Generally, three methodologies encompass data enrichment:

  • Enriching data manually: You can manually input data into a database or spreadsheet. While this approach may be laborious and prone to errors, it can be advantageous when dealing with moderate data volumes.
  • Scraping data through manually built tools: Using specialized software or programs can extract data from websites or other online resources. Large quantities of data can be gathered in this manner with efficiency; nevertheless, it may be tedious, demanding technical proficiency.
  • Using a commercial data enrichment tool: A data enrichment tool is a software app or service that aggregates and organizes data from various sources, such as third-party entities, prioritizing data hygiene and structure. Data enrichment tools include Clearbit, Cognism, LeadGenius, and ZoomInfo. Although these tools possess considerable power, they may be limited by the data sources available – unlike manually built tools.

No matter which approach you use – manual, commercial tool, or home-grown scripts – the enrichment process will incorporate one or more of the following techniques:

1. Segmentation

A data object (like a client, merchandise, or site) is divided into distinct categories using data segmentation. This is determined by an established set of predetermined variables (for consumers, these may include age, gender, or income). After this, the object is defined more precisely through segmentation.

2. Structuring

This is the classification of unstructured data, transforming it into a structured format that may be analyzed. This can be accomplished using themes or sentiments. For instance, the feedback from the consumer may have been favorable, unfavorable, or neutral. You could also identify the “subject” of the text. Did the text pertain to real estate, politics, or sports? Structuring identifies the text’s sentiment and/or topic and assigns a tag for analysis.

3. Imputation

Data imputation is the process of replacing absent or inconsistent data within fields with corresponding values. Using the estimated value enables a more precise data analysis than treating the absent value as zero, which might introduce bias into aggregations.

4. Derived attributes

While potentially derived from one or more other fields, these fields were not initially incorporated into the data collection. For example, the “date of birth” column can be used to determine age. Derivative elements are beneficial since they contain logic commonly used during analysis.

5. Appending

You consolidate data from multiple sources to create a more thorough, precise, and uniform set compared to the sum of its individual components – by enhancing an existing dataset with additional data. You can create a 360-degree customer profile, for example, by including the information from your customer relationship management (CRM), financial records, and marketing & sales archives.

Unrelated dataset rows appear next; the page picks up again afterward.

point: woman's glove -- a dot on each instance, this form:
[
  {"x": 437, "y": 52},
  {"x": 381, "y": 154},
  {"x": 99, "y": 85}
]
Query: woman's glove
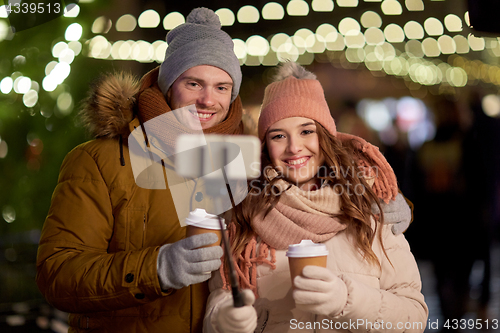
[
  {"x": 183, "y": 263},
  {"x": 396, "y": 212},
  {"x": 238, "y": 320},
  {"x": 319, "y": 291}
]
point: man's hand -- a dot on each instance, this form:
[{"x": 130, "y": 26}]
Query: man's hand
[
  {"x": 183, "y": 263},
  {"x": 396, "y": 212}
]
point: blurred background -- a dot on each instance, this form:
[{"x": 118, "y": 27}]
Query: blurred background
[{"x": 418, "y": 78}]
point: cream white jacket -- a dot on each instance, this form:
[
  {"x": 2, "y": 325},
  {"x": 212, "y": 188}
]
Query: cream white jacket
[{"x": 386, "y": 299}]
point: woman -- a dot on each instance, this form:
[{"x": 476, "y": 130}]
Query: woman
[{"x": 316, "y": 184}]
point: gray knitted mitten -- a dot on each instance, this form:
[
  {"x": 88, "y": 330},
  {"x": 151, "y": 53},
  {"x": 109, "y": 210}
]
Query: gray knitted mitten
[
  {"x": 183, "y": 263},
  {"x": 396, "y": 212}
]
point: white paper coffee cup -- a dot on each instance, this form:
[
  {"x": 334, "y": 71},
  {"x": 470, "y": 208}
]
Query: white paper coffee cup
[
  {"x": 303, "y": 254},
  {"x": 200, "y": 222}
]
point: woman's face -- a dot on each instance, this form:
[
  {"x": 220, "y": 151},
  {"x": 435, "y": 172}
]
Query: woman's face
[{"x": 294, "y": 150}]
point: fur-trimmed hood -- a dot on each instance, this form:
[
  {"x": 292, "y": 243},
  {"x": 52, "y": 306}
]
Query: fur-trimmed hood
[{"x": 109, "y": 106}]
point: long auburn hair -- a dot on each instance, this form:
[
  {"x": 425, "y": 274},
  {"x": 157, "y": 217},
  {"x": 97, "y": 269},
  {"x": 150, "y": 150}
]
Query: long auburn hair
[{"x": 356, "y": 208}]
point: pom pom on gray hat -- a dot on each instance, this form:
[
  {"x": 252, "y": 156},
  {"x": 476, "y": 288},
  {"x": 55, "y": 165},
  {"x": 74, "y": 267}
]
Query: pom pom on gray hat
[{"x": 199, "y": 41}]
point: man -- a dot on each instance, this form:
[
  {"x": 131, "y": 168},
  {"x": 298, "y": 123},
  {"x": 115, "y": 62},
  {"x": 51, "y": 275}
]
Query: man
[{"x": 113, "y": 254}]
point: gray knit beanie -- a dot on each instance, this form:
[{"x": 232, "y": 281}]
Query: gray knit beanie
[{"x": 199, "y": 41}]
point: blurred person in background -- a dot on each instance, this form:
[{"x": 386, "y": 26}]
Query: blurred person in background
[
  {"x": 452, "y": 194},
  {"x": 114, "y": 254},
  {"x": 371, "y": 274}
]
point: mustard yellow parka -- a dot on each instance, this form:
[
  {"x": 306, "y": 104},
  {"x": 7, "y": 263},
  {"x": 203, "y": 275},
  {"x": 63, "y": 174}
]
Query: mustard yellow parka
[{"x": 99, "y": 244}]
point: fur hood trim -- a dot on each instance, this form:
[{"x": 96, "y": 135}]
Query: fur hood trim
[{"x": 109, "y": 106}]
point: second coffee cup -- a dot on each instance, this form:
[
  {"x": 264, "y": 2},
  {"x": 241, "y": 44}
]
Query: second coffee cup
[
  {"x": 303, "y": 254},
  {"x": 200, "y": 222}
]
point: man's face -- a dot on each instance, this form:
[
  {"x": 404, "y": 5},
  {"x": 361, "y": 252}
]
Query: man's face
[{"x": 208, "y": 88}]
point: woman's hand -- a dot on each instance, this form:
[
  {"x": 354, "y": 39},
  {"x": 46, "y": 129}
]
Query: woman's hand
[
  {"x": 319, "y": 291},
  {"x": 238, "y": 320}
]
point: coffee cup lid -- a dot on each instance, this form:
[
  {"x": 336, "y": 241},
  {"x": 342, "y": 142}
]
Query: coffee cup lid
[
  {"x": 201, "y": 219},
  {"x": 306, "y": 248}
]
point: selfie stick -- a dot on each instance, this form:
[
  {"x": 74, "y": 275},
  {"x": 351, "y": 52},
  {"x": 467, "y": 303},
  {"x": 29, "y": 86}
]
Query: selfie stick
[{"x": 237, "y": 296}]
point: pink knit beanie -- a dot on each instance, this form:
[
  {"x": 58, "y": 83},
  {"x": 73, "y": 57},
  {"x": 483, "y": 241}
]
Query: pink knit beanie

The Importance of Data Enrichment in Modern Marketing

Today, you have access to a wealth of customer data. However, a clear customer representation is critical for marketing leaders to extract valuable and reliable insights from the data – built on the broadest possible and most exhaustive dataset.

One potential drawback is that focusing entirely on first-party data might make you miss out on other recently acquired material that emerges over time. This is where data enrichment is crucial. It enables the finding and collecting of new candidates, including contacts and accounts – along with broader attributes like the “total addressable market.”

Quality data is also a prerequisite for sales enablement. Data enrichment can optimize sales processes by supplementing inadequate prospect profiles with critical details like job titles or direct phone numbers. You can identify consumer sub-groups most susceptible to churn using enriched data and then develop and assess relevant case studies and hypotheses to prevent that attrition.